Stanford Lab Explores Fundamental Nature of Cancer Using Mass Spectrometry

photo Stanford University Chemistry Department’s Zarelab is pioneering an innovative and multidisciplinary approach to understanding more deeply the biochemical processes related to how cancer begins and progresses. By combining sophisticated analysis at the molecular level using transgenic animal models and cell samples, desorption electrospray ionization mass spectrometry imaging, and statistical modeling, it is producing new insights about the relationship between metabolic patterns and oncogene expression.

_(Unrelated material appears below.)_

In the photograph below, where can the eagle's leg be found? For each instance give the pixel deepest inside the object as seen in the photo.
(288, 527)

In a research paper recently published in the Proceedings of the National Academy of Sciences, it was reported that in mouse lymphoma there were marked differences in the lipid profiles of the cancer cells when the oncogene MYC or the oncogene RAS was overexpressed. Interestingly, similar patterns were observed in human lymphomas that had MYC overexpression. This work also reported the presence of lipids with more double bonds in tissue samples with MYC overexpression; the enzyme in the cell that adds double bonds to the lipids is regulated by MYC. 

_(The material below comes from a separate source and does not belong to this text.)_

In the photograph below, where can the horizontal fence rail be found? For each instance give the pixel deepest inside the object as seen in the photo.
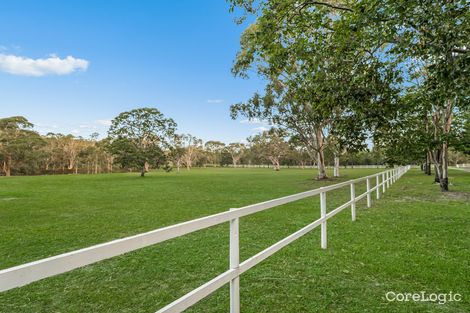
(27, 273)
(303, 166)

This work is giving us deep insight into how different types of cancer are making themselves apparent through the resulting distribution of lipid molecules,” states lab director Richard N. Zare, the Marguerite Blake Wilbur Professor in Natural Science, and a board member of the Camille & Henry Dreyfus Foundation. “This information also suggests possible new targets for cancer treatment.”


How it works
A chemical map is made by bombarding tissue samples with droplets that dissolve fat molecules called lipids and other cell metabolites. The resulting splash of smaller droplets enters a mass spectrometer where the mass of each dissolved compound can be determined.  Hundreds of different molecules are identified and a sophistical statistical analysis is used to find which molecules are different in tumors versus normal tissue. Cancers usually arise from a small number of mutations in small segments of DNA, which are called oncogenes. This study uses genetically engineered animals in which different oncogenes can be turned on and off. As a consequence it is possible to identify which lipids are associated with which types of oncogenes. 

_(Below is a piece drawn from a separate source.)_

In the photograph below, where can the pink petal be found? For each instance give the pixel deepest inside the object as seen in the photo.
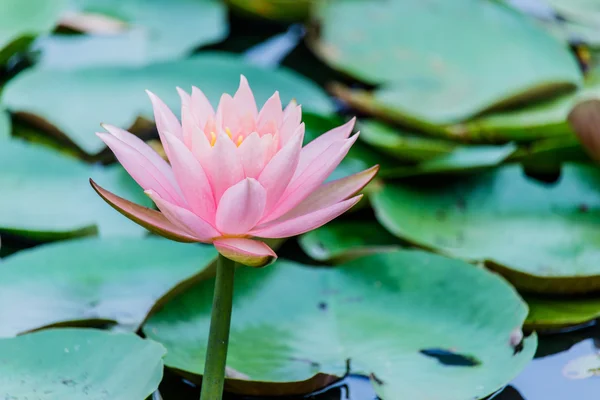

The mass spectrometry technique used is the brainchild of R. Graham Cooks, the Henry Bohn Hass Distinguished Professor of Chemistry at Purdue University, and the winner of the 2013 Dreyfus Prize from the Camille & Henry Dreyfus Foundation.  Cooks, a pioneer in the field of mass spectrometry in which contents of a sample are identified by turning its molecules into ions and measuring their mass, developed the ambient ionization technique allowing samples to be tested in the air or directly on a surface, and created opportunities for new applications, eliminating the need for mass spectrometry samples to be chemically manipulated. 

Primary researcher Livia S. Eberlin, a postdoctoral scholar in chemistry, conducted the research under Zare’s direction.  The interdisciplinary team for the study included oncologist Professor Dean Felsher of the Stanford School of Medicine who developed the animal models and statistician Professor Rob Tibshirani of the Stanford School of Humanities and Science who developed the algorithms for data analysis.  

Eberlin, who joined Cooks’ research team in 2008 at Purdue as a graduate student, led the design and testing of a tool that used this technique in the operating room to characterize the type and grade of brain cancer and detect boundaries between healthy and cancerous brain tissue. When finishing as a graduate student, Eberlin and Cooks won the American Chemical Society’s Nobel Laureate Signature Award for Graduate Education in Chemistry. She was recently selected as one of five scientists to receive the 2014 L’Oreal USA for Women in Science Fellowship and also has been named as one of the top 30 researchers under age 30 by Forbes magazine.

The Zarelab is now investigating how various metabolic patterns are found in different tumors, specifically in skin, lung, prostate, pancreatic and kidney cancers.  “By using mass spectrometry to directly analyze samples and detect molecular signatures that are characteristic of a cancer type and oncogene expression from biological samples,” says Zare, “we expect one day to rapidly give a diagnosis and predict best treatment options for an individual.”